City's law on wages violated


An investigation of payroll records for the private concessionaire at the Baltimore Convention Center has turned up hundreds of violations of Baltimore's living-wage statute, and nearly 300 workers have received checks to make up for underpayments.

Jerry Gonce, director of the Baltimore Wage Commission, said that Aramark Sports & Entertainment Services acknowledged the violations after dual investigations by his agency and Aramark confirmed the underpayments.

Gonce said the investigation showed Aramark did not always pay workers overtime when they worked more than eight hours in a single day, a requirement under the city living-wage statute. The 9-year-old statute applies to all companies working under city contracts.

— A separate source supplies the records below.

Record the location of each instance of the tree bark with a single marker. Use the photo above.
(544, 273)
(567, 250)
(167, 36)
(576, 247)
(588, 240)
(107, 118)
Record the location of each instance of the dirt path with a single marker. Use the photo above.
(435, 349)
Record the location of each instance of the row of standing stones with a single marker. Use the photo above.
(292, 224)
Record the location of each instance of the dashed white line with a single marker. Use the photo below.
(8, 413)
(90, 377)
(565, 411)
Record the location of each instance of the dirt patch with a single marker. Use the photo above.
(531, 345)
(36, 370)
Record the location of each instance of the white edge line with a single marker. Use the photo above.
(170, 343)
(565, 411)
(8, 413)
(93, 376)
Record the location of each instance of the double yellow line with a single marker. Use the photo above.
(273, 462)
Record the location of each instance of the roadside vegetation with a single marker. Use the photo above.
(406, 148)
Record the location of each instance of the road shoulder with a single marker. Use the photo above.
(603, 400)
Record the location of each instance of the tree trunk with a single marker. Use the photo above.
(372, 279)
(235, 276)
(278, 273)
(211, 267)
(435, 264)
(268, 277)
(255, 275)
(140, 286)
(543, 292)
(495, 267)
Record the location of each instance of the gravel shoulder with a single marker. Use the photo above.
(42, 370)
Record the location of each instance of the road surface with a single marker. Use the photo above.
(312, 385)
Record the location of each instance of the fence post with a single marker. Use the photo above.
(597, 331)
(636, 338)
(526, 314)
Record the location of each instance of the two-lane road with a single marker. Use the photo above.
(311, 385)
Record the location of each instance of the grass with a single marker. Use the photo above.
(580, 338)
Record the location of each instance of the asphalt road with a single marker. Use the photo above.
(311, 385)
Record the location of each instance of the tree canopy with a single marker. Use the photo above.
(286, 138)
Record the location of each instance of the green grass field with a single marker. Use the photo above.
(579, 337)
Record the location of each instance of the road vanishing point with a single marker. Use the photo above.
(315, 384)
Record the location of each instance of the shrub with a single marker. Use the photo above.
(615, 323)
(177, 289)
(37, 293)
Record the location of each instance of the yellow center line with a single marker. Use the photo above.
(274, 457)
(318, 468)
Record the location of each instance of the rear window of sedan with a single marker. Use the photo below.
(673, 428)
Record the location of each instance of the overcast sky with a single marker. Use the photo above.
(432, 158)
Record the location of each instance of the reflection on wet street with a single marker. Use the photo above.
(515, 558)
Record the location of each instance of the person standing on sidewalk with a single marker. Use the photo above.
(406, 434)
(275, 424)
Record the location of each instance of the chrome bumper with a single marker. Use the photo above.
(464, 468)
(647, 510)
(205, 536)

The director said the Aramark case was one of the largest handled by his agency. Thus far, 283 current and former employees have been identified who were owed a total of $131,000, Gonce said.

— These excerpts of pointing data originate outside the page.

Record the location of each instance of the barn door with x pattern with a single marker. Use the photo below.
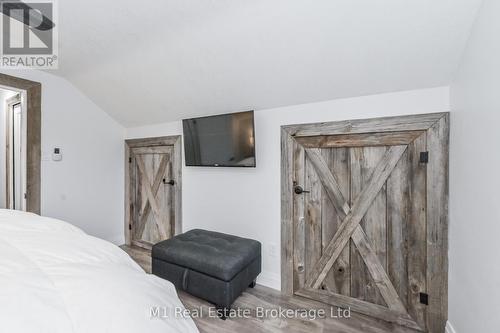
(361, 225)
(153, 204)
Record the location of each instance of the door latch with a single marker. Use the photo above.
(299, 190)
(170, 182)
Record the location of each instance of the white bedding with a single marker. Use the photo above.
(55, 278)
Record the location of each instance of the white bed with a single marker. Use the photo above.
(55, 278)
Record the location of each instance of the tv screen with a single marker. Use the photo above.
(222, 141)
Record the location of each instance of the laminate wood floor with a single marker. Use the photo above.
(261, 298)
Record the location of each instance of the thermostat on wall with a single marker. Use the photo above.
(57, 155)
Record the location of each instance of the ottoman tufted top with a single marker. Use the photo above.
(212, 253)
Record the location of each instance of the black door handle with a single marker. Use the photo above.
(299, 190)
(170, 182)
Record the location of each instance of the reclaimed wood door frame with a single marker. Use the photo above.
(174, 141)
(396, 132)
(33, 137)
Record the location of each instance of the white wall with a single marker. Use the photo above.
(246, 202)
(86, 187)
(475, 180)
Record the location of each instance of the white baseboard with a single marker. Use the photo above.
(271, 280)
(449, 328)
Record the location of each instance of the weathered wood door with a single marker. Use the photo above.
(365, 216)
(153, 189)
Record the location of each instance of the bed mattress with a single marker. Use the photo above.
(56, 278)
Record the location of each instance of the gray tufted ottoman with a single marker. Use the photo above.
(210, 265)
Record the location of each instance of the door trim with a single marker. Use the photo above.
(33, 137)
(436, 126)
(175, 141)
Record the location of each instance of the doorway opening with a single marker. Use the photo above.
(13, 149)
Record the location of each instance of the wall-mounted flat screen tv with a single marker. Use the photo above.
(226, 140)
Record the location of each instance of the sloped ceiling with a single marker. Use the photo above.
(153, 61)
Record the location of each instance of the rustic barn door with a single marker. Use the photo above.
(153, 184)
(364, 207)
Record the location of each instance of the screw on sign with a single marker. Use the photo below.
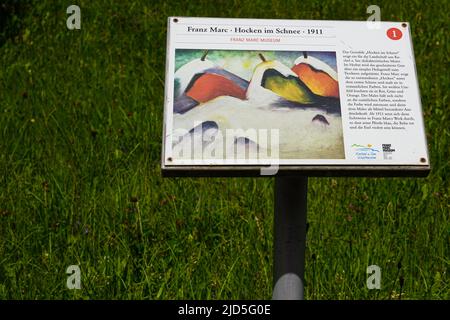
(394, 33)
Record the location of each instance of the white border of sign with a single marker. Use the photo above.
(337, 39)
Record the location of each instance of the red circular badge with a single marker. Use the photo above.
(394, 34)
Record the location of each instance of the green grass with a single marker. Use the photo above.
(80, 121)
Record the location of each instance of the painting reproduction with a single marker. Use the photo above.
(236, 104)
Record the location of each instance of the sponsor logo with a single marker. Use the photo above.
(366, 152)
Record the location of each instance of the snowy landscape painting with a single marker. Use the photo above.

"This had been going on for a couple years, and no one had noticed," he said.

Aramark officials did not respond to a request for comment.

The Pennsylvania company, city officials said, apparently had assumed that overtime was only required when an employee worked more than 40 hours in a week.

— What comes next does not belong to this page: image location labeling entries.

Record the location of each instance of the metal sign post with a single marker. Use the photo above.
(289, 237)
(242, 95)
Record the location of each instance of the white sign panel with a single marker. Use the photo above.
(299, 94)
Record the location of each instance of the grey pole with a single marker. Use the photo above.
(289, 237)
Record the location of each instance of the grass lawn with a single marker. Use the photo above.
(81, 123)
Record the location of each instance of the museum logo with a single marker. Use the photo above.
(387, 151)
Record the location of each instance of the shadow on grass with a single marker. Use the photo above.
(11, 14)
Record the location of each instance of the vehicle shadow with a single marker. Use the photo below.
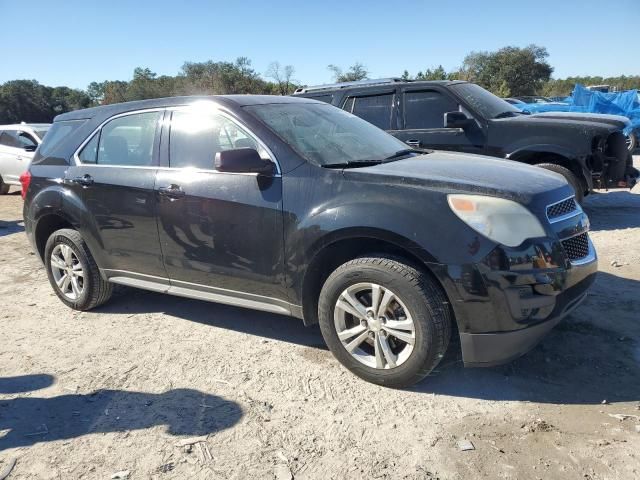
(589, 357)
(613, 210)
(251, 322)
(11, 227)
(27, 420)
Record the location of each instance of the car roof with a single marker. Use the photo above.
(18, 126)
(370, 83)
(227, 100)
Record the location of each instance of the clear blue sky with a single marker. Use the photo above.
(73, 42)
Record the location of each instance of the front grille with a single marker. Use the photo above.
(577, 247)
(561, 208)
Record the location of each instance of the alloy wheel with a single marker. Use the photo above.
(374, 325)
(67, 271)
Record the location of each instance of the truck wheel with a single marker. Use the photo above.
(384, 320)
(571, 178)
(73, 272)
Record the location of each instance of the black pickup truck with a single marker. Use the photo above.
(589, 150)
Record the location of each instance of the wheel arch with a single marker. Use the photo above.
(342, 246)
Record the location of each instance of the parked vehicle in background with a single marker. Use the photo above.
(533, 99)
(461, 116)
(17, 144)
(292, 206)
(598, 99)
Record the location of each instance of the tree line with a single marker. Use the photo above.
(509, 71)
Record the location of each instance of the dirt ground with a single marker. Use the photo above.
(87, 395)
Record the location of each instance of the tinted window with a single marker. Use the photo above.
(8, 138)
(56, 134)
(196, 137)
(26, 140)
(426, 109)
(324, 134)
(374, 109)
(89, 153)
(484, 102)
(128, 140)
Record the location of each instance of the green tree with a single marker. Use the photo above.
(510, 71)
(356, 72)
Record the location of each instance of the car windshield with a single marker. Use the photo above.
(326, 135)
(483, 101)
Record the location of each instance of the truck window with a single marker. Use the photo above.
(426, 109)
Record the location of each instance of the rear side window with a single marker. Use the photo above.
(58, 132)
(374, 109)
(8, 138)
(124, 141)
(426, 109)
(196, 137)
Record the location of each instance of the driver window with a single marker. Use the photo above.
(196, 137)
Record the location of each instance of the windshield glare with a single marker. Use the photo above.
(483, 101)
(326, 135)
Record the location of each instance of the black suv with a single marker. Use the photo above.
(589, 150)
(292, 206)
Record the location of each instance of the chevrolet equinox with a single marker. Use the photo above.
(293, 206)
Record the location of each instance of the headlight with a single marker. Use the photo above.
(498, 219)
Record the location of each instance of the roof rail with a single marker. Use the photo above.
(333, 86)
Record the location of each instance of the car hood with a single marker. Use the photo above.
(617, 121)
(467, 173)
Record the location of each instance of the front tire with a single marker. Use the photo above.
(73, 273)
(4, 188)
(384, 320)
(571, 178)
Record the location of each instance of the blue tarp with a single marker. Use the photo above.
(583, 100)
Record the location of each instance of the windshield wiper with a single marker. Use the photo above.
(352, 164)
(403, 152)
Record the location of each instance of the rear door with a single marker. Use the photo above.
(422, 122)
(221, 233)
(114, 175)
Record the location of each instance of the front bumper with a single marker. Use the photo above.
(503, 309)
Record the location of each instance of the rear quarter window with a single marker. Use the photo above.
(56, 135)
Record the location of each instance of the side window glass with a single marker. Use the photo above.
(9, 139)
(374, 109)
(195, 139)
(426, 109)
(128, 140)
(89, 153)
(26, 140)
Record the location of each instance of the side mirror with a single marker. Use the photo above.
(456, 120)
(242, 160)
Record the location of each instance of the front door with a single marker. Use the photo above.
(422, 123)
(115, 176)
(221, 233)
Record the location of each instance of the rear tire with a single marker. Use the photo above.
(395, 343)
(571, 178)
(73, 273)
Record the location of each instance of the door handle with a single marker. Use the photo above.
(85, 180)
(173, 191)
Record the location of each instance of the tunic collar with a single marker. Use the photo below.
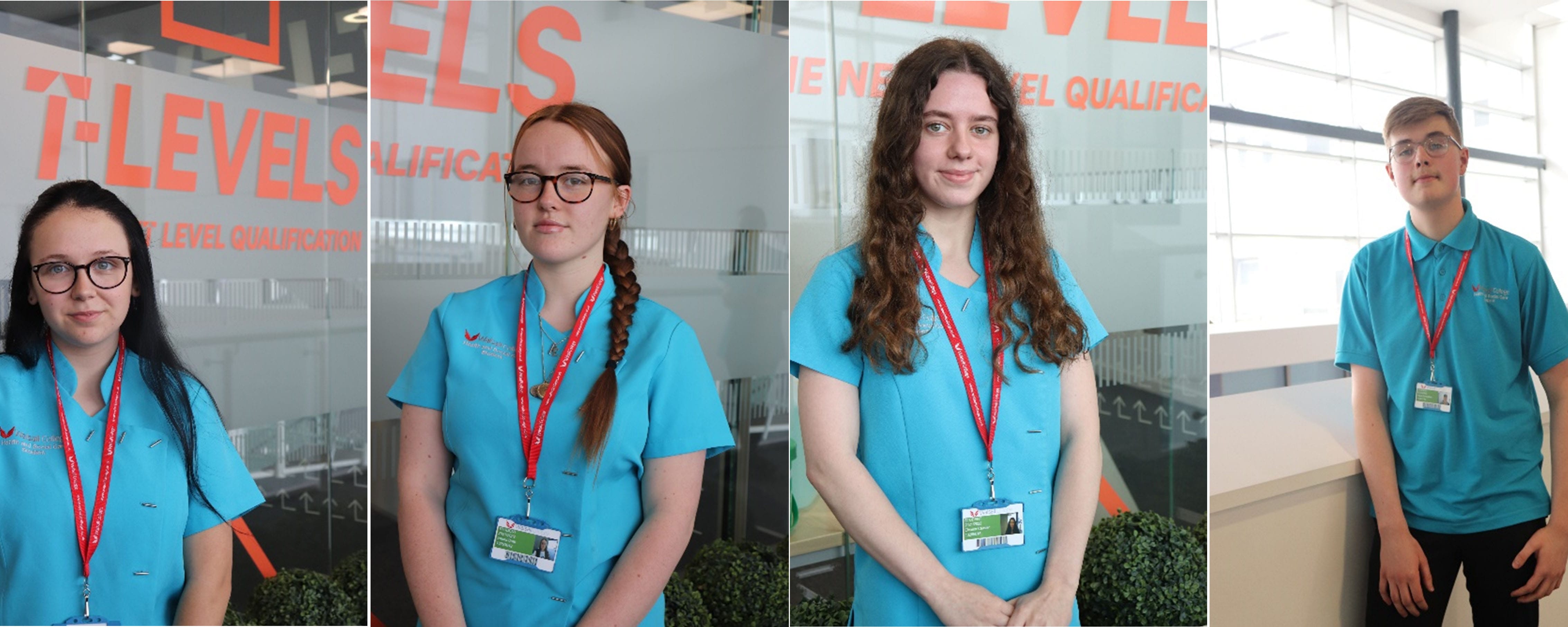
(933, 255)
(601, 311)
(1462, 237)
(68, 375)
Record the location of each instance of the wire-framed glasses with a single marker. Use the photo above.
(571, 187)
(1435, 146)
(107, 273)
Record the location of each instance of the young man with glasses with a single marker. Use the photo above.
(1440, 327)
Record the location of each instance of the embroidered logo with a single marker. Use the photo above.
(1490, 294)
(487, 345)
(29, 443)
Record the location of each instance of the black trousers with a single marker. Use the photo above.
(1490, 576)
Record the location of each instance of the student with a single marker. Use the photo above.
(1440, 327)
(87, 361)
(952, 275)
(609, 393)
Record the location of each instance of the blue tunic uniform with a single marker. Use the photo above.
(139, 570)
(1478, 468)
(920, 440)
(465, 367)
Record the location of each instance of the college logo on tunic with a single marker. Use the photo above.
(27, 443)
(487, 345)
(1490, 294)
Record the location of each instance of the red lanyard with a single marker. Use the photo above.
(87, 540)
(1421, 305)
(987, 435)
(534, 438)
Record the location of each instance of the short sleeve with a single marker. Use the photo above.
(1355, 342)
(223, 476)
(684, 413)
(821, 323)
(424, 378)
(1545, 316)
(1094, 331)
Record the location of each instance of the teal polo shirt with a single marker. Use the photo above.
(1478, 468)
(139, 570)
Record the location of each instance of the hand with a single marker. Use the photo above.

The violations were first brought to the attention of the wage panel by leaders of Local 7 of the Hotel Employees and Restaurant Employees International Union. With the union's assistance, eight employees filed individual complaints with the city alleging that their pay did not comply with the law.

The living wage, which is set annually, is $8.70 an hour. The same statute requires overtime pay of 1 1/2 times base pay when a worker puts in more than eight hours in a single day. The city requirement is tougher than federal law, which requires overtime pay only when an employee works more than 40 hours in a week.

Nick Weiner, a spokesman for the union, said he was pleased that city officials took the complaints seriously and conducted a detailed investigation. The wage agency has a single investigator to handle all complaints.

"It shows the importance of monitoring," Weiner added, noting that many workers may not realize that the wage law applies to them. He said it was unlikely the violations would have become known without the union's intervention.

Weiner said the disclosure of the complaints also had a positive effect on negotiations between the union and Aramark, which were going on at the time. Under a contract that went into effect last year, Aramark workers, nearly all of them part-timers, received retroactive raises totaling 40 cents an hour dating to 2002. Another 40-cents-an-hour raise became effective with the signing of the contract in September. The union official noted that many of the workers received their checks for the unpaid overtime just before Christmas.

Annette Lednum of Baltimore, who has worked at the convention center nearly four years, said her check for about $1,300 came about a month ago. There was no explanation, she said, just a check and just in time for Christmas.

Gonce, the wage commission official, stressed that Aramark officials cooperated with the city and turned over records of convention center workers.

"They've made a good-faith effort," he said.

Gonce said other workers who have yet to be identified are likely to be due payments as the investigation continues. Those workers were hired through temporary employment agencies and then assigned to duty on a spot basis at the convention center.

The director said he could not predict how long it will take to identify those other workers.